# Moving a refrigerator through the front door



## Nealtw (Jun 22, 2017)

Mine came off by removing the hinge on top but the freezer door had wires and hoses that had to be disconnected too. they were for the ice and water dispenser.


----------



## 47_47 (Sep 11, 2007)

Fridge should fit, but measure from the back of the coil to the handle to be sure. Usually only have to remove upper hinge and pick door up out of lower. Do this standing up no need to lay it down. Sometimes it's easier to pull the three hinge pins and remove your front door to get your clearance.


----------



## Bret86844 (Mar 16, 2016)

It should fit if you remove the front door. Either way, having the front door out of the way will make life easier.


----------



## SPS-1 (Oct 21, 2008)

Don't have to lay it down to remove fridge door. Doors normally come off pretty easy. If you have ice-maker in door, you will also have to unplug cable, but no big deal. 

Taking the doors off the fridge make it a little lighter and easier to maneuver. Not sure if that's a consideration in your case. 

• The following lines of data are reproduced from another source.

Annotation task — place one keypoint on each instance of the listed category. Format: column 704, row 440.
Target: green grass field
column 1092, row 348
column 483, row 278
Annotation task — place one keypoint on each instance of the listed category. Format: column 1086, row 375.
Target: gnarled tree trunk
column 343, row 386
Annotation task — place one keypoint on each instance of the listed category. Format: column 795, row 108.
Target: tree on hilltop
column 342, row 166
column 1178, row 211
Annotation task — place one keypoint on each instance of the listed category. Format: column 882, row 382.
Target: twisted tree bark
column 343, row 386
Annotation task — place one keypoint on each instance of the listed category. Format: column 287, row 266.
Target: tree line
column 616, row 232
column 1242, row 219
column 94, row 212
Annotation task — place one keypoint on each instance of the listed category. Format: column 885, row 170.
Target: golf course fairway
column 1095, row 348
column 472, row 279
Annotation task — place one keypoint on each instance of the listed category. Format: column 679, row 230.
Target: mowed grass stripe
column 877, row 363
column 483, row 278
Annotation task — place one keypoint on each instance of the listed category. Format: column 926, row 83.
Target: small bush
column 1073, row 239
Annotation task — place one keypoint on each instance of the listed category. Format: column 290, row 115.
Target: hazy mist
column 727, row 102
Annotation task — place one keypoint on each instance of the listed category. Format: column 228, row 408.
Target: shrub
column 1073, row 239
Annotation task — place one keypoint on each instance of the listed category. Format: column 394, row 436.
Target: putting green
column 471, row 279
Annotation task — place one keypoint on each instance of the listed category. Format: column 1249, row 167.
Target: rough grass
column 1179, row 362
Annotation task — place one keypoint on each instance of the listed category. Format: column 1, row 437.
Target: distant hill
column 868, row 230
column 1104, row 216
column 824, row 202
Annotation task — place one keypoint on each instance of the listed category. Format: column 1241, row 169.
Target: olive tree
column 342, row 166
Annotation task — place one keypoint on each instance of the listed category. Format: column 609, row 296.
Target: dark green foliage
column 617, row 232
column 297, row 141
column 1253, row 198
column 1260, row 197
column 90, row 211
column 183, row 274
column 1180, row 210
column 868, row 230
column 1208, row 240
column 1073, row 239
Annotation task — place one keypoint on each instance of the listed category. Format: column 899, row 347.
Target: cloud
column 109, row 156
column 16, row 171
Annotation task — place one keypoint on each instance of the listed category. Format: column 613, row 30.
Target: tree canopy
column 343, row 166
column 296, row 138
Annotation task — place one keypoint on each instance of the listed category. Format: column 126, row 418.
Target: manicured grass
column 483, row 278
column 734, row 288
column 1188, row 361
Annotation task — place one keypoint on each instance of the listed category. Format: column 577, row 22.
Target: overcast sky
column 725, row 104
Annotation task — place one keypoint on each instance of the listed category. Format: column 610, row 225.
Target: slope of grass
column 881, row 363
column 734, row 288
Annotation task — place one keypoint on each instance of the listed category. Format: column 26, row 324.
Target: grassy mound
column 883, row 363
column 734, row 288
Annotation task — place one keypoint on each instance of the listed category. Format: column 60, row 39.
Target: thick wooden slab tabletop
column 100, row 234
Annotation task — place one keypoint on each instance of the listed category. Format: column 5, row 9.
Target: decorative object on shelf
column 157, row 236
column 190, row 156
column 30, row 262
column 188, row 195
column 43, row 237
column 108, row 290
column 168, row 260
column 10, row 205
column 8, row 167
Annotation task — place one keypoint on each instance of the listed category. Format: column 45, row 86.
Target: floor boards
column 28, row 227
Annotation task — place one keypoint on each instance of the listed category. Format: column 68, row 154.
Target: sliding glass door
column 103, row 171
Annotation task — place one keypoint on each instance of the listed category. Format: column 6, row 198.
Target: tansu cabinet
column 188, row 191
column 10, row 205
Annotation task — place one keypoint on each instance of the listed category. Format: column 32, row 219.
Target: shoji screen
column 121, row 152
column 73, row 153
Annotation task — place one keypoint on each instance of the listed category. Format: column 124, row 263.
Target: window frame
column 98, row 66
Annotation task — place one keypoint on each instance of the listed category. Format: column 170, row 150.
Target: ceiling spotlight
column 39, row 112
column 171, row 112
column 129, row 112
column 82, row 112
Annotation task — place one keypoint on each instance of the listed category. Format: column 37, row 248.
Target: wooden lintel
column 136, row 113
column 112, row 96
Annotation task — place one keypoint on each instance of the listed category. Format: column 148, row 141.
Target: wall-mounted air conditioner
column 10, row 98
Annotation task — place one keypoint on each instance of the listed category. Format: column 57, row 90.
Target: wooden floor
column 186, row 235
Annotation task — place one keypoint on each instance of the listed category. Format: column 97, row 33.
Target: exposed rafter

By the way, I have always read that if you lay down a fridge, leave it upright for a day before plugging it back in.


----------



## KPDMinc (Nov 7, 2016)

does the door have ice maker or water? the tube that goes through the hinge can be a problem, but not impossible. did it with my LG


----------



## Oso954 (Jun 23, 2012)

Re leaving it upright for a day after laying it on its side.

That's real conservative. This is what GE says on the subject.



> Important: If it has been necessary to transport the refrigerator on its side, it should be stood upright for an equal amount of time as it was on its side before plugging it in. If on its side for more than a day, leave standing for 24 hours before running. (If laying on its side just briefly to service, clean or adjust, just a few minutes of stand time will be enough.)


----------